This is not your average boob tube.
A wealthy Southampton venture capitalist is planning to erect the television set from hell in the back yard of his posh, hedge-lined mansion -- a 10-foot-tall, $200,000 behemoth that's causing some upset locals to fear a drive-in movie is coming to town.
The contractors submitted a plan to town officials for the titanic TV earlier this month, and will have to get approval from the zoning board before it goes up on property belonging to Christopher Burch, the ex-hubby of fashion designer Tory Burch.
The proposal says the screen will stand on posts nearly three feet off the ground and feature a series of LED monitors that will combine to make a 10-foot-high, 16-foot-9-inch-wide high-definition screen.
It will be designed to last 10 years and will be placed in a patio in his back yard so that it can even be comfortably viewed from a nearby bedroom. A remote-control metal door will protect the set from the elements.

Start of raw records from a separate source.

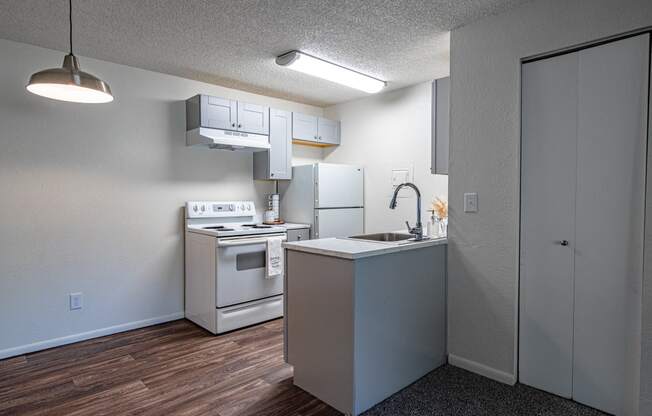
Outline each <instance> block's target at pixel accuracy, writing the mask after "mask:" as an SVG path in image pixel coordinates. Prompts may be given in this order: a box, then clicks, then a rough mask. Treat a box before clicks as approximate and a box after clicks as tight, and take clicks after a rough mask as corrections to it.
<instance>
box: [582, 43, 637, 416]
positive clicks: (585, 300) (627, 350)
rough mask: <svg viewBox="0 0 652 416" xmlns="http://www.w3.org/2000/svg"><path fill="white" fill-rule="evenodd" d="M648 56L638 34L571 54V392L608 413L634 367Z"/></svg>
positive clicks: (622, 391) (626, 394) (627, 384)
mask: <svg viewBox="0 0 652 416" xmlns="http://www.w3.org/2000/svg"><path fill="white" fill-rule="evenodd" d="M648 62H649V35H647V34H646V35H642V36H637V37H633V38H628V39H624V40H621V41H617V42H613V43H609V44H606V45H602V46H598V47H594V48H590V49H586V50H583V51H580V52H579V90H578V91H579V105H578V130H577V131H578V133H577V137H578V142H577V149H578V150H577V199H576V204H577V215H576V218H575V230H576V231H575V233H576V241H575V246H574V248H573V249H574V252H575V317H574V354H573V356H574V360H573V398H574V399H575V400H577V401H578V402H582V403H586V404H588V405H590V406H593V407H596V408H599V409H601V410H604V411H607V412H609V413H615V414H623V412H624V411H625V408H624V405H625V403H629V402H631V399H632V397H631V394H628V392H627V390H628V389H629V390H631V389H633V388H635V386H633V385H632V383H633V382H634V380H635V379H636V377H635V374H632V371H634V365H638V357H637V355H638V354H639V353H637V347H636V345H635V343H636V342H638V340H639V335H638V334H639V331H640V313H641V312H640V311H641V285H642V267H643V212H644V198H645V195H644V189H645V187H644V184H645V159H646V137H647V126H646V124H647V102H648V77H649V68H648ZM628 383H630V384H629V386H628ZM630 393H631V392H630ZM628 395H630V397H626V396H628Z"/></svg>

Scott Casselman, a rep for the screen's maker, Multimedia LED, insisted that the TV will not be used to create the ultimate man-cave -- it would be put solely to the highbrow pursuit of displaying images of famous art works.
"How beautiful would it be to have a Monet in your back yard?" he said.
Despite the artistic intentions, the screen will still be able to show movies, TV and the Internet. In the submitted proposals itself, conceptual pictures of the screen show it displaying scenes from the film "Avatar" -- which are so big you could feel like you are riding on the back of a banshee yourself.
The prospect of the screen turning the tony neighborhood into one perpetual Super Bowl party had some local officials balking at the idea.
"I'm totally against it," said Southampton village building inspector Jonathan Foster. "It's not going to fly. A drive-in movie theater screen like that? I know that TVs have gotten bigger, but this is, 'oh, wow.' "
He also scoffed at the idea that the screen would just be used for art.
"You see a broken toilet in a museum nowadays and they call it art," he sniffed.